Earlier this year, U.S retail giant Walmart picked up a 77% stake in one of India’s largest online retailers, Flipkart. The deal was valued at $16 Billion. With a further investment of around $2 billion to challenge Amazon’s world domination in the eCommerce segment, Flipkart’s value now stands at an approximate $21 billion. With this deal, Walmart has got its foot into the slowly burgeoning eCommerce markets and Flipkart comes closer breaking to Amazon’s domination.
While Walmart has been operating 21 stores in India, it has no other retail presence in the country. With this acquisition, Walmart gets straight access to a tapped 100 million user base. The reality also is that India is gradually gravitating towards online shopping. A research by eMarketer revealed that, in 2017 Indian consumers spent around $21 billion on eCommerce making India the 10th largest eCommerce market globally. This market is steadily expected to grow and online sales are expected to grow over $50 billion between the 2017-2020 period.
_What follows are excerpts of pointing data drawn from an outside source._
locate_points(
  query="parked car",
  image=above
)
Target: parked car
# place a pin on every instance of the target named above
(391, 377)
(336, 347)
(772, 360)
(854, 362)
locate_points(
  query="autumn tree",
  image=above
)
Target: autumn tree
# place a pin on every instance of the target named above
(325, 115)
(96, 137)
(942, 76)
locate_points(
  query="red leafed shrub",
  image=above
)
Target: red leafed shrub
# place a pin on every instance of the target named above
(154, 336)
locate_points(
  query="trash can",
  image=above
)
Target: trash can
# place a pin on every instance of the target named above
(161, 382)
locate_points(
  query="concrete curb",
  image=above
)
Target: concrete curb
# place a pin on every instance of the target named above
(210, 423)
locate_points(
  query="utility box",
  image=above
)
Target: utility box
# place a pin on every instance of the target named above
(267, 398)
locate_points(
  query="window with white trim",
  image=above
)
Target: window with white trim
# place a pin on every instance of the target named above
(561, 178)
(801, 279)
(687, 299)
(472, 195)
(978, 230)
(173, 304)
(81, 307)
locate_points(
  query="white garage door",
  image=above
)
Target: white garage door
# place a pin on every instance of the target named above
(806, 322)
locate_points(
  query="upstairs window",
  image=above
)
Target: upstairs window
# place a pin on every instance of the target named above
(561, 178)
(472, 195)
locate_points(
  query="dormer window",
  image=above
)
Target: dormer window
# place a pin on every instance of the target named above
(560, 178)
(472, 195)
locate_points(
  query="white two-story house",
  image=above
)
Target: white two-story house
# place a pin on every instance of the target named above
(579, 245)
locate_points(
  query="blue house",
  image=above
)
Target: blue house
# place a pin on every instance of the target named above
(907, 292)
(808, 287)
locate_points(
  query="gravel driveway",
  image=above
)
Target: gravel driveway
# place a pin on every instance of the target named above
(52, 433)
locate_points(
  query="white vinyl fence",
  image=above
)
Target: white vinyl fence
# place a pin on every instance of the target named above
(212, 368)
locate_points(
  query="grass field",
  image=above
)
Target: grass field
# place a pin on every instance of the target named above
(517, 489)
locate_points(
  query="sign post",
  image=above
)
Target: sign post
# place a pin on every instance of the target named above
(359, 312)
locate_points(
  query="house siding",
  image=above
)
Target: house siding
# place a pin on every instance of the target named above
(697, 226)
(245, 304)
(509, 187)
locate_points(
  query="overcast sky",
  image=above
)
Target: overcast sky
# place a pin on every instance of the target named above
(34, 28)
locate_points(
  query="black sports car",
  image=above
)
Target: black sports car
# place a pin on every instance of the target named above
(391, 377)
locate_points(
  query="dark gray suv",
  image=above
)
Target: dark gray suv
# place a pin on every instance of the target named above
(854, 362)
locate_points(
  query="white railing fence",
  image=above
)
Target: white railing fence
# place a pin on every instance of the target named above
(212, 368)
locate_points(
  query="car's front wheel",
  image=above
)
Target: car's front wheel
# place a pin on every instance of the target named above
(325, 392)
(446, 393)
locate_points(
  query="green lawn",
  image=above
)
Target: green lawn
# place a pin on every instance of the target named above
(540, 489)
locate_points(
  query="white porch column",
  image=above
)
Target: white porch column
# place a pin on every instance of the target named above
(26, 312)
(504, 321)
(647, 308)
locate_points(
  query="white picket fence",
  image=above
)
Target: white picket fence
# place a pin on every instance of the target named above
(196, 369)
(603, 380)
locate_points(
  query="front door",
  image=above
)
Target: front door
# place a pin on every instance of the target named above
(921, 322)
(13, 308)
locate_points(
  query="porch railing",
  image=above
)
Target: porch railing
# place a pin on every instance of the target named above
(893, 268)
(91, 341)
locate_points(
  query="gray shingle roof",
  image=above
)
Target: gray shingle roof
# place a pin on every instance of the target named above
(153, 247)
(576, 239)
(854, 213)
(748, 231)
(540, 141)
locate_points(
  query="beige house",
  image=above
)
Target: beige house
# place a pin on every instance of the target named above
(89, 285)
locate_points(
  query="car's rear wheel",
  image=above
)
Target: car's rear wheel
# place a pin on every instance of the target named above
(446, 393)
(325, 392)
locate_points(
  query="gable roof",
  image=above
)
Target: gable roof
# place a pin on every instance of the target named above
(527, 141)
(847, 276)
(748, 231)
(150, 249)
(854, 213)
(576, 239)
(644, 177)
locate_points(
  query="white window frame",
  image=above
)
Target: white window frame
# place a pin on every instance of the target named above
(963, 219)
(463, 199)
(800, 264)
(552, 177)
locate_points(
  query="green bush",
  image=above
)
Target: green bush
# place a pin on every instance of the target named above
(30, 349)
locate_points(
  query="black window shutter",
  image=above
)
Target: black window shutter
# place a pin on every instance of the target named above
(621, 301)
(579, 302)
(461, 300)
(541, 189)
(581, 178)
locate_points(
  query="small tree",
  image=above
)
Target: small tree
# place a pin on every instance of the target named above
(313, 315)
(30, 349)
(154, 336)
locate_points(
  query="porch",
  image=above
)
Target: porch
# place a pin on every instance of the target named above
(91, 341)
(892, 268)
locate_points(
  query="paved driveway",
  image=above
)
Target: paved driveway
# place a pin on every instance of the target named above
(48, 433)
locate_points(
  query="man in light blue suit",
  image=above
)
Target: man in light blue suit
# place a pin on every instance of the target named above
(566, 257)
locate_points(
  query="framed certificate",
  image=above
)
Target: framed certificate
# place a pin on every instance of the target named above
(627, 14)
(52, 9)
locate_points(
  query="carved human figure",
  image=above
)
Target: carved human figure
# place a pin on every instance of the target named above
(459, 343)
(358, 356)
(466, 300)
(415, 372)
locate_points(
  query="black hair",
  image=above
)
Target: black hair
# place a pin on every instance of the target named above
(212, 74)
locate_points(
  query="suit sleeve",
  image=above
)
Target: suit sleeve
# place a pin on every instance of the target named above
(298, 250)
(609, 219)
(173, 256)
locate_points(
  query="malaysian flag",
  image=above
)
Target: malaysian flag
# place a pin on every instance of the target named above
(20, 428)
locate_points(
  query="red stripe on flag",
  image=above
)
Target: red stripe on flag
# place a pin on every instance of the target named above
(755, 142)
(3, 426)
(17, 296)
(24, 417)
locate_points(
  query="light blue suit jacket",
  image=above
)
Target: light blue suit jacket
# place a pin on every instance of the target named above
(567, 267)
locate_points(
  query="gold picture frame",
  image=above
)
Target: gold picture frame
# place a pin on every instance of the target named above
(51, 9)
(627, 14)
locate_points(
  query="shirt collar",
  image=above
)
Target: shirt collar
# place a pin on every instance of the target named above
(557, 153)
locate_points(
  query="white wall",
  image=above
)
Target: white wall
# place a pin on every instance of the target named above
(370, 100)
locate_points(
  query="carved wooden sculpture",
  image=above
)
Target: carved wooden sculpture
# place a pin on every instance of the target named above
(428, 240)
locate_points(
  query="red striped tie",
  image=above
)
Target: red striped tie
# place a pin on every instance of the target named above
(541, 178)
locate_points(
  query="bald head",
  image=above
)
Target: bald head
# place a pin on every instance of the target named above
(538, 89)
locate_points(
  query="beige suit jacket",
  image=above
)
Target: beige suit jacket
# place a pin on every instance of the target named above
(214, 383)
The predictions for significant gains in Indian eCommerce is further substantiated by a report from Morgan Stanley that forecasts a 30% annual growth in GMV (Gross Merchandise Volume), taking the Indian e-Commerce market to $200 billion in 2026.
The Indian consumer has matured quite fast on their eCommerce journey. This has been owing to the no-questions-asked returns policy, the artificial push provided by the Cash-On-Delivery payment model, and also the additional VC push that this sector has received. And while apparel has been the largest segment for online retail, today from grocery to electronics, home appliances, beauty and cosmetics are amongst some of the fastest growing categories.
While Cash-On-Delivery is still one of the popular payment mechanisms, post demonetization, digital payments are being looked at favorably by the customers. In fact, the acquisition of a digital payments startup by Flipkart was one of the things that contributed to the Walmart-Flipkart deal. Walmart CEO Doug McMillon went on record to say “It is an important piece of the puzzle to build the entire e-commerce ecosystem.”
The growing digital maturity of the Indian shoppers and fluid digital payment experiences are also a reason for the fast-growing e-Commerce market in India. With the increasing smartphone adoption, the digital payments market growing in India. Credit Suisse estimates that digital payments will touch $ 1 trillion by 2026.
As the world of brick & mortar stores and eCommerce seem to reach a convergence point, retailers have to now look at providing an omnichannel experience to their customers. With expectations from the retail segment for elevated shopping experiences, hyper-personalization etc. rising, the management of brick & mortar stores cannot be in isolation from their online counterparts. As consumers begin to view brick & mortar stores and their online stores as a single entity, they expect the brand to provide the same experience across all the channels. They want, no, rather they demand, that they should have the flexibility to start a transaction on one channel and end it on the other. The silos separating brick-and-mortar stores from online stores thus have to be removed and retailers have to look at enabling omnichannel payment processing to make it possible to switch between payment methods seamlessly – sometimes even within the same transaction.
To enable this, and to create seamless customer experiences across channels, data integration is imperative to make payment processing integrated. Irrespective of how the payment is made, all the data at hand must go into the same processes. Retailers have to have flexible payment engines to support all types of transactions – whether it is an in-store order or processing a cross-channel return.
It is abundantly clear today that omnichannel is the way ahead for retail – whether it is for marketing or for payments. As the consumer of today continues to mature owing to economic growth, global exposure and the rise in disposable incomes it becomes clearer that having a 360-degree view of the customer is crucial to provide personalized shopping experiences, generate avenues to increase in-store shopping, assess and understand the customers’ needs better to make targeted and contextual offers and keep the customers moving through the sales funnel.